Thursday, January 19, 2012

Gujarati Moments of my life

Real moments of my life.

Gujju uncle to mom: Tamari baby bou single che...

Me(thinking): Of course single che, I am 15, do you expect me to be committed at such a young age?

Mom: Haa... Game tetalu khavdavo to pan patadi j rahe che!

Me(enlightened!): Oh... you mean slim.


Gujju girl to me: Hu 'what' aapi ne avi, te apyo?

Me: what???

Gujju girl(showing her index finger marked with ink): Arey 'what' yaar...

Me(enlightened again!): Oh! Vote...


Scene: College AV room, gujju student presenting a topic to gujju sir.

Me - sleeping in the class room

Gujju student - presenting with ultra confidence

Gujju sir - looking for some reason to corner gujju student

Gujju Sir(loudly): But how does it know which John to use?

Gujju Student(Even louder): It does this polling and selects a John closer and perfect to use!!!

Me(wide awake and wondering): John? What is John doing in a computer science subject?

Gujju Sir(exasperated): And how do we know the John is the one to use?

Me extremely confused look up at the projected slide to realize our John is actually a... ZONE!


Gujju Gal 1: Rujuta, mari jode peejho leva chalne...

Me(stumped): Peejho?

Gujju Gal 1: Haa peejho! Bou j bhukh lagi che...

Gujju Gal 2(whispering in my ears): She means pizza!

Me: OHHHH....! Chalo..!


Scene: Me and lighting guy discussing how to set lighting for an event.

Me: I want this particular area to be highlighted, the others lights must be off, only this area should be illuminated.

Lighting Guy: Ok ma'am, I will get fox lights to do the work.

Me: Are you sure, these fox lights will work?

Lighting Guy: Ofcourse ma'am they will, check this out!

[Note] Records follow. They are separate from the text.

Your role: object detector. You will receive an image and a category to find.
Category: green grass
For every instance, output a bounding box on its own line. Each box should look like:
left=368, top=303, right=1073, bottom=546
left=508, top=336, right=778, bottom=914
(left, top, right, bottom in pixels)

Lighting guy demonstrated a spotlight thingy, and fox turned out to be the Gujarati version of FOCUS


Scene: English classes going on in college. Professor has just asked the students to translate 'Mummy e jamavanu banavyu.' into English. Many hands are raised up to give the answer, professor selects one confident looking girl.

Professor: Yes, tell me the English of that sentence.

Girl(with lots and lots of confidence): Mother was cooked!

Me - the only student in class banging the desk and howling with laughter, as the confident girl stares defiantly not knowing where she went wrong...

Note: All of above incidences have been related here in the lightest of the light manner, even though if I have offended someone I am sorry. If you still feel offended, go find yourself some good sense of humor.